The Tax Cuts and Jobs Act of 2017 (TCJA) has brought substantial changes to all areas of federal taxation, including the new qualified business income deduction rule contained in the new IRC section 199A. As a result, qualified and non-qualified retirement and pensions will be impacted going forward. The TCJA is the most significant tax cut since the 1986 Tax Reform Act. Business owners now have new options for directing their income in order to mitigate their tax burden.
Now that the tax rate for C-Corporations has reduced to a flat tax of 21%, down from as high as 35%, Split Dollar plans have once again become an attractive solution for business owners.
Think of split-dollar life insurance as a way to take advantage of differing tax rates. If it is being done for an employee it is a way to create a golden handcuff type of plan to retain key employees.
Split-dollar, when properly set up, is a tax beneficial arrangement in which a company and a person split and share a life insurance contract.
The corporation’s contributions are actually considered loans to the participant. The participant often has the option to continue the policy upon the termination of the agreement or even make contributions of their own. Should the employee pass away, the named beneficiary will receive a tax-advantaged death benefit. The corporation’s contributions could even be paid back via the cash value of the policy.
The most attractive benefit of a Split Dollar Plan is that it allows a business owner to leverage their C-Corp tax rate, to grow funds for themselves personally:
This is an ideal plan for any business owner who has a c-corp that has a large amount of retained earnings.

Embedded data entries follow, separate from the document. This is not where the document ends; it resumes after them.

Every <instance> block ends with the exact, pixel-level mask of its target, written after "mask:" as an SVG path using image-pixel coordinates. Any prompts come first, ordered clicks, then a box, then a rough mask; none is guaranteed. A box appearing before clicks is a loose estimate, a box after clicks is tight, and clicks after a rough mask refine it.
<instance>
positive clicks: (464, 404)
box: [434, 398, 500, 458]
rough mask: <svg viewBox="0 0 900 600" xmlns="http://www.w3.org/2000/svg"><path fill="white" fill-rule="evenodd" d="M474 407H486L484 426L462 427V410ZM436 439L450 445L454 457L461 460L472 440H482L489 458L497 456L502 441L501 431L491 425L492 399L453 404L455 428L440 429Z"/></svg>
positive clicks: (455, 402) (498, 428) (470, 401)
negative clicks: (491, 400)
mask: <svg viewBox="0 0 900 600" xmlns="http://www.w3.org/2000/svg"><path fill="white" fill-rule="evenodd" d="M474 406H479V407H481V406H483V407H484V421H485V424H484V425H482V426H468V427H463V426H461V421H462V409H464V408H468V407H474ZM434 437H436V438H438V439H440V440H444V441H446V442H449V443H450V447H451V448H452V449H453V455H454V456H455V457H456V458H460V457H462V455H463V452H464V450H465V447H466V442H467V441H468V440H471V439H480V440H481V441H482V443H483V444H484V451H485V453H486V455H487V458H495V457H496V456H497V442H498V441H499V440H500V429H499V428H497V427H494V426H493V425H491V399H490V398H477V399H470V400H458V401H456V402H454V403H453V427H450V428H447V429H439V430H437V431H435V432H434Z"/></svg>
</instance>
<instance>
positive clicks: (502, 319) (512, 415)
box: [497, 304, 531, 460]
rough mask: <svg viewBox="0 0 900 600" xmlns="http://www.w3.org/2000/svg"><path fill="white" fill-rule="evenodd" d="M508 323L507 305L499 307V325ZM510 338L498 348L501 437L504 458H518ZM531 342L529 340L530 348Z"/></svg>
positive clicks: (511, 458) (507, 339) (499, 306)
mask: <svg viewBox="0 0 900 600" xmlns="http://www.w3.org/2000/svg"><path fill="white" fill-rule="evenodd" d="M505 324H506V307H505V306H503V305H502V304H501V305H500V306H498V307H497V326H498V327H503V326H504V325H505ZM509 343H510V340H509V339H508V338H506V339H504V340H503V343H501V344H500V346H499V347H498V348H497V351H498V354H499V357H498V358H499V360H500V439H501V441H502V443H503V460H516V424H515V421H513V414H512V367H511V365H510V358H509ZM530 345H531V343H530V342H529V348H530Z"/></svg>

It’s no secret that a Split Dollar plan benefits not only the employee(s) but even more so the employer. Split Dollar plans provide business owners with the flexibility to choose a group of executives or just one key employee, as well as, the versatility to have a different benefit for each.
A Split Dollar Plan is relatively easy to establish (IRS approval is not required, and administration is minimal.) Additionally, the plan is treated as an asset of the business; Life Insurance policy cash values are an asset on the business’ balance sheet, and the cash value grows on a tax-deferred basis.
The tax advantages of life insurance also help the employer to establish this type of plan in a cost effective manner. Unlike other fringe benefits, the business normally recoups the cost, and the death benefit proceeds are normally received income tax free. A Split Dollar arrangement may also cost less than the after-tax compensation dollars required to provide an equivalent benefit.